Benoit Labonté a nié avec vigueur samedi les allégations selon lesquelles il aurait rencontré l'entrepreneur associé au scandale des compteurs d'eau, Tony Accurso, en mars 2008, et aurait bénéficié de son aide financière dans le cadre de sa course à la direction de Vision Montréal. M. Labonté avait néanmoins renoncé à ses responsabilités de chef de l'opposition officielle de la Ville de Montréal et à celles de lieutenant politique de Louise Harel.
TVA a fait savoir samedi soir que Benoit Labonté s'était entretenu au téléphone à au moins six reprises téléphoniques avec Tony Accurso au début de l'année. Benoît Labonté aurait aussi rencontré Tony Accurso en personne deux fois ou plus.
Benoît Labonté aurait aussi touché plus de 210 000 dollars auprès de 12 dirigeants d'entreprise, dont neuf du secteur de la construction, en plus d'obtenir 25 000 $ en argent comptant de la part de l'une des trois compagnies impliquées directement dans le scandale des compteurs d'eau, mais pas celle de Tony Accurso, selon TVA.

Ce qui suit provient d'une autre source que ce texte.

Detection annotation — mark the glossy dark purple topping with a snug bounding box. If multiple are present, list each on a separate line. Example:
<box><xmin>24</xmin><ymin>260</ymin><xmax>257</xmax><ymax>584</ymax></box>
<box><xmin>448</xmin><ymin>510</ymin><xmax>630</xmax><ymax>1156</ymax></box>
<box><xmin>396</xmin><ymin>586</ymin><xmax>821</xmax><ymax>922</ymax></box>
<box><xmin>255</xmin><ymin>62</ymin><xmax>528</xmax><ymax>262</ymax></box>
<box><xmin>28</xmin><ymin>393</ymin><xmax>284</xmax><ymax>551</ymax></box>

«Ni moi, ni M. Lampron, ni 90 % de toute l'équipe [actuelle] de Vision Montréal n'étaient là en 2008», a-t-elle pris soin de mentionner. Louise Harel a rappelé que Vision Montréal refuse -- depuis qu'elle a pris la tête du parti -- les dons anonymes et fait connaître l'identité des donateurs à sa caisse électorale.
Arguant que Benoit Labonté est le «bouc émissaire d'un système de financement qui a très certainement aussi infiltré le parti au pouvoir du maire Tremblay», Louise Harel demande au Directeur général des élections du Québec (DGEQ) de se pencher sur les règles qui régissent la démocratie municipale, et tout particulièrement celles qui encadrent les campagnes à la direction des partis politiques. Les candidats aux élections du 1er novembre doivent être «irréprochables», a indiqué Louise Harel hier. «Nous devons vivre et accepter de vivre dans une maison de verre.»

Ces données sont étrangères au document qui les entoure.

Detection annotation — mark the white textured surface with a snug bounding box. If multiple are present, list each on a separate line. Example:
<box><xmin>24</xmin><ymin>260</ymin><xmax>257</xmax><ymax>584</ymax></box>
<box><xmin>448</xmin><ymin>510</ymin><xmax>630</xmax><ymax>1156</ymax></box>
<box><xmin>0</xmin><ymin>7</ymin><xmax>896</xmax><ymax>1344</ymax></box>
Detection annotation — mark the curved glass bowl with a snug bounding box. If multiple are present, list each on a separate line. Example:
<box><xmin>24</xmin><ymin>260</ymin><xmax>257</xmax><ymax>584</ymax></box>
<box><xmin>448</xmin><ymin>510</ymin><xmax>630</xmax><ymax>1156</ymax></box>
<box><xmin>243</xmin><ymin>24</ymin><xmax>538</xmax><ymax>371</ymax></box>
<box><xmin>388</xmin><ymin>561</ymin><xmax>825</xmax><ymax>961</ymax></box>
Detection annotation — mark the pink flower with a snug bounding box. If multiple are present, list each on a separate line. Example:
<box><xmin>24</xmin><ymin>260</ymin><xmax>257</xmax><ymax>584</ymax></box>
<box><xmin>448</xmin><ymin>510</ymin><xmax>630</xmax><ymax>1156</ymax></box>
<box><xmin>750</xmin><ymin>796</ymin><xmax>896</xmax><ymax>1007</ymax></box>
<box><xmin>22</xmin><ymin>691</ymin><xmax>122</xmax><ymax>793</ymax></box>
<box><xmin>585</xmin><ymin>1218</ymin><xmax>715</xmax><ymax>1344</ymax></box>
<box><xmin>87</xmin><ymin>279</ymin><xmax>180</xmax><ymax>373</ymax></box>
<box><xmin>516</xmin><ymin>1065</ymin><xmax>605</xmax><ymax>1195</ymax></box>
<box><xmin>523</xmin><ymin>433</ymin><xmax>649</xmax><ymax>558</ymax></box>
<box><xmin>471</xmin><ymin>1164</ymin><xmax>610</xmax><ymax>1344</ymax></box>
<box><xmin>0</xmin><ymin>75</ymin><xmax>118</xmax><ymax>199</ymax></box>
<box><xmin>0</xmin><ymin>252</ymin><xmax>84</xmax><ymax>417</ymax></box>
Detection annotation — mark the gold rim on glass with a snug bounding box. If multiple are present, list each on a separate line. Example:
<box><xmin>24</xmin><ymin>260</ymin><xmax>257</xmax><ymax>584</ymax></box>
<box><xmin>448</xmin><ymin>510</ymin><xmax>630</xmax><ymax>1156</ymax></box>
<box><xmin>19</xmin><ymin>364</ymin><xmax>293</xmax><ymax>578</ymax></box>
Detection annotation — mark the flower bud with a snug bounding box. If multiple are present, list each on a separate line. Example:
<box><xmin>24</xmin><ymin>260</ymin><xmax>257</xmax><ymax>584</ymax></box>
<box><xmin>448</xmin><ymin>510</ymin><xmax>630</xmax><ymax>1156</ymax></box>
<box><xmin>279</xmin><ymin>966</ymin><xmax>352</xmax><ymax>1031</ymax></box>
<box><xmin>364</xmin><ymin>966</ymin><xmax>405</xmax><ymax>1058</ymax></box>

Le ton monte entre Louise Harel et la presse
Louise Harel, qui samedi vouait aux gémonies les reporters citant des sources anonymes, a fait l'éloge hier du journalisme d'enquête tel qu'il se pratique au Québec. Une remarque qui a fait sursauter quelques reporters. «Vous dites que vous défendez le journalisme d'enquête, mais je trouve que votre tactique de défense est assez sommaire», a rétorqué le reporter Fabrice de Pierrebourg, de ruefrontenac.com. «Tirer sur le messager, c'est une tactique classique du contrôle de dommages. Je ne travaille pas pour Union Montréal», a-t-il ajouté.

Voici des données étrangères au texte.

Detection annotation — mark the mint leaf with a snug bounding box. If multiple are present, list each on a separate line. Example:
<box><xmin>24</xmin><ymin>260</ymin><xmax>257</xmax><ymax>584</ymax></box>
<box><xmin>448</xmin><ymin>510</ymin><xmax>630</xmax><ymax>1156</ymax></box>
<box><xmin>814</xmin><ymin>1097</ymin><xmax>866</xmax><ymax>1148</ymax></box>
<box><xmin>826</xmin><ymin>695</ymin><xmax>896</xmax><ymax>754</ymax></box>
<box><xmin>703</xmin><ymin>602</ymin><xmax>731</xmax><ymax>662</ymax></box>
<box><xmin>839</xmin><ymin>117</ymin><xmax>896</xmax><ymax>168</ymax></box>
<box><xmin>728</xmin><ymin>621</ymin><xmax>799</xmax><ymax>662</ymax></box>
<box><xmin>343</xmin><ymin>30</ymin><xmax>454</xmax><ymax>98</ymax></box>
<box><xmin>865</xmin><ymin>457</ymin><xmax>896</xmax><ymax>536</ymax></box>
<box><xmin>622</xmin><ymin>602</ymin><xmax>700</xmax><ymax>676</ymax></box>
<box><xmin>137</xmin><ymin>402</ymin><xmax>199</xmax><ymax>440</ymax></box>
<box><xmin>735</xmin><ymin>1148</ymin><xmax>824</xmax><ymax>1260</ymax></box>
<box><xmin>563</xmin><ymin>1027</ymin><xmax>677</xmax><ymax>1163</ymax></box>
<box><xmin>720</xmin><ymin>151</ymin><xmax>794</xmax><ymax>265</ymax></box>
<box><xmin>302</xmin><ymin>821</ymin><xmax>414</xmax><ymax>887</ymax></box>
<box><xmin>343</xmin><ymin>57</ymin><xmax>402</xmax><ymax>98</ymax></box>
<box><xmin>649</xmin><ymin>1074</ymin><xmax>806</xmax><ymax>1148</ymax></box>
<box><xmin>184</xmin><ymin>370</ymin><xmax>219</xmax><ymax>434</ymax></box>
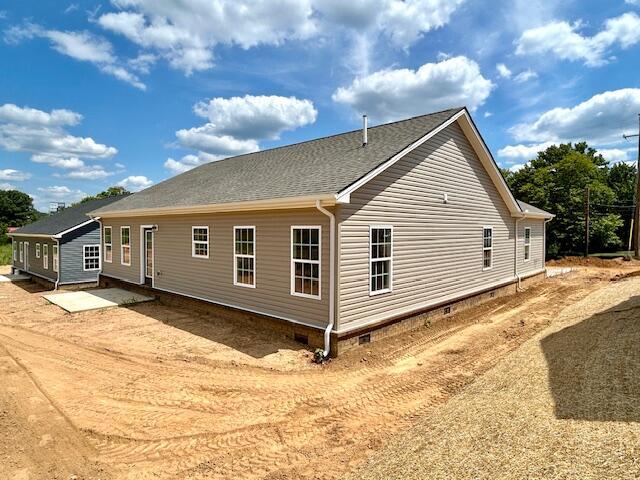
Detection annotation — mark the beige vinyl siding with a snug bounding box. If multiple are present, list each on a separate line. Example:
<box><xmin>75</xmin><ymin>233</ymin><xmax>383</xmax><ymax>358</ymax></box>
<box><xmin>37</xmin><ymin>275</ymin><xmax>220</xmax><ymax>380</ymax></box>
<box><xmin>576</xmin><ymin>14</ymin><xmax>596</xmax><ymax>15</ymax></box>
<box><xmin>338</xmin><ymin>124</ymin><xmax>520</xmax><ymax>331</ymax></box>
<box><xmin>103</xmin><ymin>209</ymin><xmax>329</xmax><ymax>328</ymax></box>
<box><xmin>518</xmin><ymin>219</ymin><xmax>544</xmax><ymax>275</ymax></box>
<box><xmin>14</xmin><ymin>237</ymin><xmax>58</xmax><ymax>282</ymax></box>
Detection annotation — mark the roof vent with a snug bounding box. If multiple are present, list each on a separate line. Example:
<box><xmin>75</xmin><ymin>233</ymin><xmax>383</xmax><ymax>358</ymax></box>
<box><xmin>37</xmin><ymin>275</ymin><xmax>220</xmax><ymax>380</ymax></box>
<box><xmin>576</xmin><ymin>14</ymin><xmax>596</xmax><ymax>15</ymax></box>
<box><xmin>362</xmin><ymin>115</ymin><xmax>368</xmax><ymax>147</ymax></box>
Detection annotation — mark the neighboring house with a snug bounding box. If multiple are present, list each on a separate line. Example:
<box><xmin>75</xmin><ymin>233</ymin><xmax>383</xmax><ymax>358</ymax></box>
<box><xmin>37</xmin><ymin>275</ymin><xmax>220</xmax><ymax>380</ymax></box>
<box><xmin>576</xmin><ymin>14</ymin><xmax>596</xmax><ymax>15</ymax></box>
<box><xmin>92</xmin><ymin>108</ymin><xmax>553</xmax><ymax>354</ymax></box>
<box><xmin>8</xmin><ymin>195</ymin><xmax>124</xmax><ymax>286</ymax></box>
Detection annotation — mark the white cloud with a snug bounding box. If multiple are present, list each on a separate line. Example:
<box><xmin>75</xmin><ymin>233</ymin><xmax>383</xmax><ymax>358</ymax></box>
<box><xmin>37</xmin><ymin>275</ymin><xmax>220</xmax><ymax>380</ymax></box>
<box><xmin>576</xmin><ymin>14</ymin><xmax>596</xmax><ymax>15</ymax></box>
<box><xmin>498</xmin><ymin>142</ymin><xmax>554</xmax><ymax>161</ymax></box>
<box><xmin>33</xmin><ymin>185</ymin><xmax>87</xmax><ymax>204</ymax></box>
<box><xmin>97</xmin><ymin>0</ymin><xmax>464</xmax><ymax>75</ymax></box>
<box><xmin>5</xmin><ymin>23</ymin><xmax>146</xmax><ymax>90</ymax></box>
<box><xmin>0</xmin><ymin>168</ymin><xmax>31</xmax><ymax>182</ymax></box>
<box><xmin>332</xmin><ymin>56</ymin><xmax>493</xmax><ymax>121</ymax></box>
<box><xmin>513</xmin><ymin>69</ymin><xmax>538</xmax><ymax>83</ymax></box>
<box><xmin>169</xmin><ymin>95</ymin><xmax>318</xmax><ymax>173</ymax></box>
<box><xmin>509</xmin><ymin>88</ymin><xmax>640</xmax><ymax>145</ymax></box>
<box><xmin>194</xmin><ymin>95</ymin><xmax>318</xmax><ymax>140</ymax></box>
<box><xmin>598</xmin><ymin>148</ymin><xmax>635</xmax><ymax>163</ymax></box>
<box><xmin>516</xmin><ymin>12</ymin><xmax>640</xmax><ymax>67</ymax></box>
<box><xmin>117</xmin><ymin>175</ymin><xmax>153</xmax><ymax>192</ymax></box>
<box><xmin>0</xmin><ymin>104</ymin><xmax>118</xmax><ymax>180</ymax></box>
<box><xmin>496</xmin><ymin>63</ymin><xmax>512</xmax><ymax>78</ymax></box>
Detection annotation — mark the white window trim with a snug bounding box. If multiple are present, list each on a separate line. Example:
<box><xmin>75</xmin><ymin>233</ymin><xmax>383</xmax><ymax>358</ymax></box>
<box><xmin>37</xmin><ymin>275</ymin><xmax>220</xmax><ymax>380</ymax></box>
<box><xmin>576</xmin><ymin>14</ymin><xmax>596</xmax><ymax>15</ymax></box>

Louise Harel prie les sources anonymes à l'origine des reportages de Radio-Canada, ruefrontenac.com et de TVA, de transmettre au DGE toutes les informations qu'ils jugeront pertinentes et de dorénavant s'exprimer à visage découvert. «Cette supposée crainte de représailles n'est pas justifiée dans la société dans laquelle nous vivons. [...] S'ils sont sincères, ils vont aller au DGE, à défaut de quoi ça sent la machination politique», a-t-elle répété samedi et hier, allant jusqu'à accuser Union Montréal, le parti du maire, de tentative «d'assassinat politique».
Le maire a fermement réfuté qu'Union Montréal soit de connivence avec des journalistes afin de diffuser des informations dommageables pour Benoit Labonté à deux semaines du jour du scrutin. «C'est totalement ridicule», a-t-il lancé.
Le candidat au poste de conseiller municipal dans le district du Vieux-Rosemont de l'arrondissement Rosemont-La-Petite-Patrie Pierre Lampron remplace à pied levé Benoit Labonté comme numéro deux du parti, a annoncé hier Louise Harel. Si elle est élue mairesse, l'ancien vice-président aux relations institutionnelles de Quebecor Media sera le président du comité exécutif de la Ville de Montréal.
Les trois principaux candidats à la mairie participeront au débat des chefs du Téléjournal Montréal ce soir, à la télévision de Radio-Canada.